Mayrhofer K J J, Blizanac B B, Arenz M, Stamenkovic V R, Ross P N, Markovic N M
Materials Science Division, Lawrence Berkeley National Laboratory, University of California, Berkeley, California 94720, USA.
J Phys Chem B. 2005 Aug 4;109(30):14433-40. doi: 10.1021/jp051735z.
The particle size effect on the formation of OH adlayer, the CO bulk oxidation, and the oxygen reduction reaction (ORR) have been studied on Pt nanoparticles in perchloric acid electrolyte. From measurements of the CO displacement charge at controlled potential, the corresponding surface charge density versus potential curves yielded the potentials of total zero charge (pztc), which shifts approximately 35 mV negative by decreasing the particle size from 30 nm down to 1 nm. As a consequence, the energy of adsorption of OH is more enhanced, that is, at the same potential the surface coverage with OH increases by decreasing the particle size, which in turn affects the catalytic reactions thereon. The impact of the electronically induced potential shift in the OH adsorption is demonstrated at the CO bulk oxidation, in which adsorbed OH is an educt species and promotes the reaction, and the ORR, where it can act as a surface site blocking species and inhibits the reaction.

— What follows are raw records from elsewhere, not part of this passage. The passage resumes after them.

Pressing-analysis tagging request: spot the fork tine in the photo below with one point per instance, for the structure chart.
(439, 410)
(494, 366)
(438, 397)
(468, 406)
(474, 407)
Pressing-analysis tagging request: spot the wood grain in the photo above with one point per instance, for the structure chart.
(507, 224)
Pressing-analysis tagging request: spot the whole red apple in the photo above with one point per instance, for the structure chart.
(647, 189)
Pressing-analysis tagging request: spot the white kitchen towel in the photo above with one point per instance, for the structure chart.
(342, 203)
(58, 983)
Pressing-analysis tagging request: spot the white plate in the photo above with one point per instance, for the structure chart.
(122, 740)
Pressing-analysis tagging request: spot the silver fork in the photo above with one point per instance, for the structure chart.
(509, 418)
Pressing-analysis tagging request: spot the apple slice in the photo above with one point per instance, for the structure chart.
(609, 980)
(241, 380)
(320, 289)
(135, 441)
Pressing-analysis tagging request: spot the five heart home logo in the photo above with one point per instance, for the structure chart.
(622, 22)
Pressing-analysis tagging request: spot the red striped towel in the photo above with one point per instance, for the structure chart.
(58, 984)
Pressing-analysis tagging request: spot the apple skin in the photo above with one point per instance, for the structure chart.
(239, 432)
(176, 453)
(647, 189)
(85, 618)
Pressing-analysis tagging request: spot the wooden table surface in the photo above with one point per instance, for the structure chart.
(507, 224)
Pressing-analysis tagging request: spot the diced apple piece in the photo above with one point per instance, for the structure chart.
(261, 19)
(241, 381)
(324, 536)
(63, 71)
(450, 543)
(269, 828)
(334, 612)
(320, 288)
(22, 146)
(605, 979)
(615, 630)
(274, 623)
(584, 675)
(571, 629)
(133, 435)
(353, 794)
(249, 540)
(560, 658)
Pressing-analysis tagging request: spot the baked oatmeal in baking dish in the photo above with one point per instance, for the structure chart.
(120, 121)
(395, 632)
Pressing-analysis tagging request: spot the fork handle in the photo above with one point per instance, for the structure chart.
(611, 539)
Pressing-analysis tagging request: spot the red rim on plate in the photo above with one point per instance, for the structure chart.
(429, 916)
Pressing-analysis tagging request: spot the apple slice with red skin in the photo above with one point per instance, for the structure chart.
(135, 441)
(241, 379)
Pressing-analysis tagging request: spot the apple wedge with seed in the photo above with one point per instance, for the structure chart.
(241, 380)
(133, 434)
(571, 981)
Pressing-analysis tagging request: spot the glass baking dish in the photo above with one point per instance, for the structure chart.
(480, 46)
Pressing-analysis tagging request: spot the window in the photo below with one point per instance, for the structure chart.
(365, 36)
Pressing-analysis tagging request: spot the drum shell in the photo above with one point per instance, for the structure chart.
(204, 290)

研究了在高氯酸电解质中,粒径对铂纳米颗粒上羟基吸附层的形成、一氧化碳体相氧化以及氧还原反应(ORR)的影响。通过在控制电位下测量一氧化碳置换电荷,相应的表面电荷密度与电位曲线得出了零电荷电位(pztc),当粒径从30纳米减小到1纳米时,该电位大约负移35毫伏。因此,羟基的吸附能得到更大增强,也就是说,在相同电位下,随着粒径减小,羟基的表面覆盖率增加,这反过来又影响其上的催化反应。在一氧化碳体相氧化反应中,吸附的羟基是反应物之一并促进反应,在氧还原反应中,它可作为表面位点阻断物种并抑制反应,这证明了羟基吸附中电子诱导电位偏移的影响。